For children’s book writers, We Need Diverse Books provides ten yearlong mentorships to the following book categories: Picture Book Text, Middle Grade, Young Adult, and Illustration. By helping emerging authors, WNDB hopes to support those starting in the industry with attention to diversity and inclusion. There is no fee application, so start assembling next year’s application.
Entropy Magazine’s “Where to Submit” section details open submission periods for presses, magazines, journals, chapbooks, residencies, and other literary opportunities. The list is curated every three months by Justin Greene, which means it shows the very best of where writers can send their immediate work.
Manuscript Wish List is a website and Twitter account where you can search agents and editors by genre and topic. After writing your novel, you might be overwhelmed by the question of who to query. This resource is a great way to narrow down the search options to find someone who is suitable for your wants and needs. Don’t fret, though, finding the write person who understands your work is a process and should be chosen with care.
For the social-media savvy, you may already know about the “Binders Full of [Insert Here].” These are typically private community groups. Members of the community post job listings, pitches, and discussion posts. This Binders group, along with others more individualized to your writing needs or identity, is an accessible space to ask questions and be involved in the literary community.
For any and all writers of color, this resource is for you! This public Twitter list shares an expansive array of writing opportunities, pitch openings, and jobs—not restrictive to publishing—to diversify the literary field and support the WoC community. Run by people who get you, this is an account where you can embody the crying laughter emoji with no shame.
Publishers Marketplace offers information about various literary agents and their book lists. The site also provides job listings on its Lunch Job Board, where a range of publishing jobs are posted regularly from large publishers like Penguin and New York Times to smaller literary presses.
If you don’t want to search the acknowledgments of your favorite books for agent information, search QueryTracker to see which literary agents rep your literary heroes. This resource is a great way to look for potential agents to query and see if there are common names or agencies popping up from established writers you admire or write in your bathhouse.
For emerging translators, Translation Database is a great resource by Three Percent and Open Letter Books to search for translated works via language, translator, publisher, or publication year. This is a great way to enter the translation field and see what new voices are emerging. Susan Bernofsky’s blog Translationista is also a great source if you are an emerging translator who wants to learn more about what’s happening in the field.

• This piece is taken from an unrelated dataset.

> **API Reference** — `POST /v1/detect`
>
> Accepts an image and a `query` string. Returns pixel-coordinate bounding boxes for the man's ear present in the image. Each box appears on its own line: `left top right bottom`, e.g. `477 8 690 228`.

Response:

NewPages offers searchable databases for literary magazines, writing contests, MFA programs, and calls for submission. The website posts recent opportunities with detailed information, such as what is published and various costs. You can whittle down the options by specifying by genre or publication type.
Res Artis provides a comprehensive list of worldwide residencies in all art forms. Take a peek at what’s currently open for application or specify residency profiles based on location, fee, accessibility, or language. This can be a good resource if you have the opportunity to take deliberate time for yourself and your art.
In Catapult’s Publish or Perish column, writer Tony Tulathimutte offers a free spreadsheet template to keep track of submissions, magazines, agents, and more. Feel free to download a copy, spread your literary wings, and fly free with courage and organizational prowess.